Missions scientifiques majeures et nouveaux télescopes
L’année 2026 s’annonce particulièrement intense pour le secteur spatial avec plusieurs programmes scientifiques et technologiques qui devraient redéfinir notre compréhension de l’univers. Parmi les événements les plus attendus figure le lancement du télescope spatial Nancy Grace Roman, désormais intégralement assemblé au centre Goddard de la NASA. Ce nouvel instrument, doté d’une caméra de 288 mégapixels, doit quitter la Terre à bord d’un lanceur Falcon Heavy pour se placer à environ un million de kilomètres de notre planète. Il est conçu pour effectuer des relevés du ciel à grande échelle et détecter des phénomènes cosmiques invisibles jusqu’ici, notamment des microlentilles gravitationnelles qui pourraient révéler des exoplanètes habitables ou des détails sur la matière noire et l’énergie sombre.
En parallèle, la mission PLATO de l’Agence spatiale européenne (ESA) est prévue pour un lancement en décembre 2026 depuis la base de Kourou. PLATO sera dédié à l’étude des exoplanètes, observant jusqu’à un million d’étoiles afin de mesurer les transits planétaires et les oscillations stellaires, ce qui devrait permettre de découvrir et caractériser des mondes potentiellement semblables à la Terre.
Outre ces grands observatoires, plusieurs petits satellites continuent d’élargir notre vision du cosmos.

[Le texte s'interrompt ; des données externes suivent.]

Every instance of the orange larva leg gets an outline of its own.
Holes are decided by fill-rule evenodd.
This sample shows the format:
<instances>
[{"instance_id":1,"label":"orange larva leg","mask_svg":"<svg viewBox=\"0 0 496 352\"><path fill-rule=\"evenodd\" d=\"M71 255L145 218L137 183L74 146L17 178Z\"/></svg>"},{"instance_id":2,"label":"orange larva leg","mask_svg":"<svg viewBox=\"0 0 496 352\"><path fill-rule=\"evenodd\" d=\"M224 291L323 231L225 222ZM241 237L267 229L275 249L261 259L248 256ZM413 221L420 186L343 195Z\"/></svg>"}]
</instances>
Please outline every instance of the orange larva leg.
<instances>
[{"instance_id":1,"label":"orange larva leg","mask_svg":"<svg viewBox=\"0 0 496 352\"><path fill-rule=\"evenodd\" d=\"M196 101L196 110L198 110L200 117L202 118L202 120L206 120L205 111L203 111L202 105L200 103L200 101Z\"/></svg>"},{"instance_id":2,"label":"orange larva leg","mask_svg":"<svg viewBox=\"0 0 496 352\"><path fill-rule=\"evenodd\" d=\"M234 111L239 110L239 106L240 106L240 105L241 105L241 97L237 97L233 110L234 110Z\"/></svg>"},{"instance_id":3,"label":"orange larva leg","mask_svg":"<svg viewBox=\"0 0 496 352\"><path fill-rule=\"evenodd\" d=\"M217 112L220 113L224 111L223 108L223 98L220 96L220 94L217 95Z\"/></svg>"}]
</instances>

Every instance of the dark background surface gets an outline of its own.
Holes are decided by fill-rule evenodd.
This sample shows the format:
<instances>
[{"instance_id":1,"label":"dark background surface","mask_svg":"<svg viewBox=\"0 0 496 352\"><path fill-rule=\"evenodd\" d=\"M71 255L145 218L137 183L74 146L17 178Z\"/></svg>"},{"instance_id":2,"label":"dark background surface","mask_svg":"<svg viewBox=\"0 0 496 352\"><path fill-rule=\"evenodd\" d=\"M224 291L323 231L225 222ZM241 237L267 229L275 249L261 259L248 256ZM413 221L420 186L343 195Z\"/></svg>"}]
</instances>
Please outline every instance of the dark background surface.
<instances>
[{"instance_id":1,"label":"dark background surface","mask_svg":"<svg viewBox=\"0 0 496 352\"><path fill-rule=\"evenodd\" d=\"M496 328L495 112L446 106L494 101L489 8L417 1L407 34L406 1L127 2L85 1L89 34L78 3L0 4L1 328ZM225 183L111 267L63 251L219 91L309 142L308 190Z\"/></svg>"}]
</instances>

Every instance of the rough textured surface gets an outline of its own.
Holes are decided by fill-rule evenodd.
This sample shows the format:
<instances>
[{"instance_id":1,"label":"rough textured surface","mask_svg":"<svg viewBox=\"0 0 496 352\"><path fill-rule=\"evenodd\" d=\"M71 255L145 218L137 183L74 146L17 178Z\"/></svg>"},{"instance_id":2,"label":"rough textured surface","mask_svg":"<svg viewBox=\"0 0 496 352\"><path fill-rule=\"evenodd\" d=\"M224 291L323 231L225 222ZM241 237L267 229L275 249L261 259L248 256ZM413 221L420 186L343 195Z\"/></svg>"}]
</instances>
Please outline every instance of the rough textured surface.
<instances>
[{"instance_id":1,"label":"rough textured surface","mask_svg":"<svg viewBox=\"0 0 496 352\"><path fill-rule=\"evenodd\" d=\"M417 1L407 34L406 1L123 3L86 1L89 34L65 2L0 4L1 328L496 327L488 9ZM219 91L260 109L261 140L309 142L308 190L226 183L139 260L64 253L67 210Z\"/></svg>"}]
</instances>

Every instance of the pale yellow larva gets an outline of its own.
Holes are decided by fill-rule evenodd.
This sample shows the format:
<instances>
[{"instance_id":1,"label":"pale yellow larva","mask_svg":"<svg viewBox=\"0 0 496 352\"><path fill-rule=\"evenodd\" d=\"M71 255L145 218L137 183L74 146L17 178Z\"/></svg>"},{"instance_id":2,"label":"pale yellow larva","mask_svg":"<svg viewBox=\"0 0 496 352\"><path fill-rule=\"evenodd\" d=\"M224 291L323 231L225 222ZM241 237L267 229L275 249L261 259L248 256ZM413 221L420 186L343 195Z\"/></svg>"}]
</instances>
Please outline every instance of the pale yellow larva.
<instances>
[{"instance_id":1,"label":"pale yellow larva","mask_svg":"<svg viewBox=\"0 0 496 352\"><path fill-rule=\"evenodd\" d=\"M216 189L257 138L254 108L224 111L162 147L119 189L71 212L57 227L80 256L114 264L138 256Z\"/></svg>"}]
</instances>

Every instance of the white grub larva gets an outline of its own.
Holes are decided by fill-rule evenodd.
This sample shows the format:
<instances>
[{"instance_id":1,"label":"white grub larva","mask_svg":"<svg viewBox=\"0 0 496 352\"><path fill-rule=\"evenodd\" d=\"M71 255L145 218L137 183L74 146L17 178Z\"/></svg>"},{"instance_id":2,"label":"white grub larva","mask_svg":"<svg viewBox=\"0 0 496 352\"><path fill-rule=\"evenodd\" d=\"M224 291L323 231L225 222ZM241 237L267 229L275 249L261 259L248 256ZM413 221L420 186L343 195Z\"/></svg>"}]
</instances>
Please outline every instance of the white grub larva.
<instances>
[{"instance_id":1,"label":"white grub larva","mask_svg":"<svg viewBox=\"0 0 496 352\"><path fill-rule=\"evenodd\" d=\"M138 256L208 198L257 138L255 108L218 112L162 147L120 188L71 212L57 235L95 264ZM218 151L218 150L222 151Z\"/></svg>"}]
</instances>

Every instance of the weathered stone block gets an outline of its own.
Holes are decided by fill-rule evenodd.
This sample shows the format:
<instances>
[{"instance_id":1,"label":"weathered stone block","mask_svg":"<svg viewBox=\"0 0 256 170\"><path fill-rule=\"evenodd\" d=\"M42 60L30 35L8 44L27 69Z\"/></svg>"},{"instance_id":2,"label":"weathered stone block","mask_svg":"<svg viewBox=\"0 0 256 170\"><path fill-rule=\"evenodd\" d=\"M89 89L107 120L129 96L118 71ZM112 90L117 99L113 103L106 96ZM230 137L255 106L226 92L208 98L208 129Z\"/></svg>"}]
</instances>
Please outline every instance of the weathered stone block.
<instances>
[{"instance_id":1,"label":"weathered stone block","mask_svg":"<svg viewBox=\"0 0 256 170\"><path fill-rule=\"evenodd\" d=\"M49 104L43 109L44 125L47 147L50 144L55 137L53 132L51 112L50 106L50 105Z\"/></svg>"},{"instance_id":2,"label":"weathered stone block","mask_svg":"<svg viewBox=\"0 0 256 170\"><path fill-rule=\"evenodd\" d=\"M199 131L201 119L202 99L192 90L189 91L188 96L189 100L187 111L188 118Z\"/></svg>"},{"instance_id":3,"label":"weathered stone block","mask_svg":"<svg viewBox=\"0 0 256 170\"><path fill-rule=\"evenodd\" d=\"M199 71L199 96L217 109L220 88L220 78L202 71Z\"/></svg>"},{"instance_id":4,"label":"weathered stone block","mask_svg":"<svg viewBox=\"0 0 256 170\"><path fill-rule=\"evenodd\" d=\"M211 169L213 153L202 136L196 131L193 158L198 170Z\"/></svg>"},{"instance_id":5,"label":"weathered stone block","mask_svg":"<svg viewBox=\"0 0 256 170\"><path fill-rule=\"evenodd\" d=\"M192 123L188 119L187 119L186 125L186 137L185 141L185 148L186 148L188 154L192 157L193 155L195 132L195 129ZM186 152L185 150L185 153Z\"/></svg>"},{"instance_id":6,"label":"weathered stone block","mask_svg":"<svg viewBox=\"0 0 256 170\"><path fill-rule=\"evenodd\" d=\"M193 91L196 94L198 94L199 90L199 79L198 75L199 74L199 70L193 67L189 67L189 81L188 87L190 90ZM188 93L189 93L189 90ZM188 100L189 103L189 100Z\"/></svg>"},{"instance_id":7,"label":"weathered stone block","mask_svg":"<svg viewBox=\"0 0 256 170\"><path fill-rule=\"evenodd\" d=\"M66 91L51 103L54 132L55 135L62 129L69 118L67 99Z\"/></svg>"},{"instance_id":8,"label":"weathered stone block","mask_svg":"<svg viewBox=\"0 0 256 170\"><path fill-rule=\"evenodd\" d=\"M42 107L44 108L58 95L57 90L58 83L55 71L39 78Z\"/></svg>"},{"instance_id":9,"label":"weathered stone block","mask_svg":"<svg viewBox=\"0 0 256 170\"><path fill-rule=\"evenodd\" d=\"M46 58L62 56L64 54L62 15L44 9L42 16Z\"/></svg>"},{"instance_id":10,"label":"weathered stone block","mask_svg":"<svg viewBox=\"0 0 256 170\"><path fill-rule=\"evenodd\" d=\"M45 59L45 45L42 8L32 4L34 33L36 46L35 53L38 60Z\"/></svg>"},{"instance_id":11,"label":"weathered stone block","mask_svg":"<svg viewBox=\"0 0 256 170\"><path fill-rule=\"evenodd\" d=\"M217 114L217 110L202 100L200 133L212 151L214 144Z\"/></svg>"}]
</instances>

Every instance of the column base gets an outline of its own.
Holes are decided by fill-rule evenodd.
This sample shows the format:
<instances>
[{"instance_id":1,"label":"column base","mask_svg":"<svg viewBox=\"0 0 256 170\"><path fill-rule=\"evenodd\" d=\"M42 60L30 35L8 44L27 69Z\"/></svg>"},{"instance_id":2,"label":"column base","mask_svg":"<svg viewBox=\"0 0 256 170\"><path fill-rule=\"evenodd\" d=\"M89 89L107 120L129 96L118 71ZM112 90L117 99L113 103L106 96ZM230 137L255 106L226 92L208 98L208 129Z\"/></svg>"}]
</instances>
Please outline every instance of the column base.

Le satellite Pandora de la NASA, déjà en orbite, complète des mesures détaillées de l’atmosphère d’exoplanètes connues, tandis que d’autres missions cubesat étudient les trous noirs et l’activité stellaire, intensifiant les connaissances scientifiques accessibles depuis l’orbite terrestre.
Retour vers la Lune et exploration robotique
L’exploration de la Lune demeure au cœur des ambitions spatiales en 2026, marquée par l’arrivée imminente de plusieurs missions automatisées. La mission Blue Ghost Mission 2, développée par une entreprise privée américaine, devrait être lancée pour transporter des instruments scientifiques dont le LuSEE-Night, qui deviendra le premier radiotélescope opérationnel sur la surface lunaire, ainsi que le rover des Émirats arabes unis Rashid Rover 2.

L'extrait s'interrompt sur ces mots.